Drug Enforcement Administration


Keith Martin (Acting), Special Agent in Charge

March 01, 2017

Contact: Brian McNeal

Phone Number: (571) 362-1498

Cleveland Man Charged For Selling Heroin That Led To Two Overdoses In Ohio

CLEVELAND, Ohio - Law enforcement officials announced today that a Cleveland man was indicted in federal court on charges that he sold heroin that caused at least two overdoses in Wooster, Ohio.
Demetrius L. Frizzell, 30, was indicted on six counts: two counts of distribution of heroin, one count of possession with intent to distribute heroin, one count of obstruction of justice and two counts of witness tampering.  The heroin distribution charges come with a sentencing enhancement for selling heroin that caused serious bodily injury to individuals on or about Oct. 29 and Nov. 3, 2016.

If convicted on those counts, the sentences could carry a mandatory minimum penalty of 20 years in prison.
Wooster police learned about a heroin overdose victim who on November 3rd was brought to an emergency room unresponsive and appeared to be deceased.  He was revived after emergency-room staff administered 12 doses of Narcan.  According to court documents, investigators were able to trace the sale of heroin to Frizzell. 
Frizzell also sold heroin on October 29th that resulted in an overdose, according to court documents.
Frizzell, while in custody, called overdose victims and instructed them to change their statements to police, according to court documents.

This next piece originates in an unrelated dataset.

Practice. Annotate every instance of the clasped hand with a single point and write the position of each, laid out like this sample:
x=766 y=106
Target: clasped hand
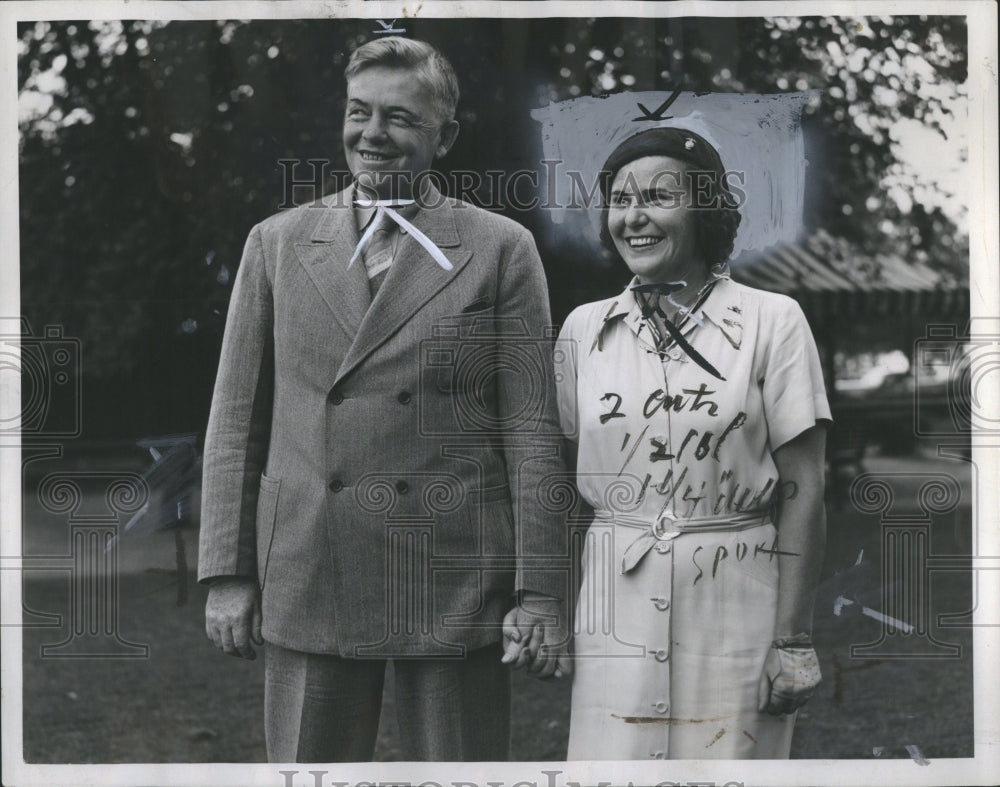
x=789 y=678
x=536 y=636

The U.S. Drug Enforcement Administration’(DEA) Special Agent in Charge of the Detroit Field Division, Timothy Plancon stated, “Overdoses and overdose deaths related to heroin have become an epidemic across the country and Ohio has been hit particularly hard by this problem. Identifying and bringing to justice those individuals that distribute illegal drugs that result in an overdose, is one of DEA’s top priorities.”

“Heroin has caused an unprecedented wave of death, pain and destruction in Ohio,” U.S. Attorney Carole S. Rendon said. “No corner of the state is immune. Only though aggressive law enforcement -- combined with education and prevention efforts, changes in prescribing practices and making treatment available to those who want help -- can we turn the tide on the opioid epidemic.”

This case was investigated by the DEA, the MEDWAY Drug Enforcement Agency, the Wooster Police Department and the Wayne County Sheriff’s Office.  The case is being prosecuted by Assistant United States Attorney Teresa Riley.
The investigation is ongoing.

If convicted, the defendants’ sentences will be determined by the court after review of factors unique to this case, including the defendant’s prior criminal record, if any, the defendant’s role in the offense and the characteristics of the violations. In all cases, the sentence will not exceed the statutory maximum and, in most cases, it will be less than the maximum.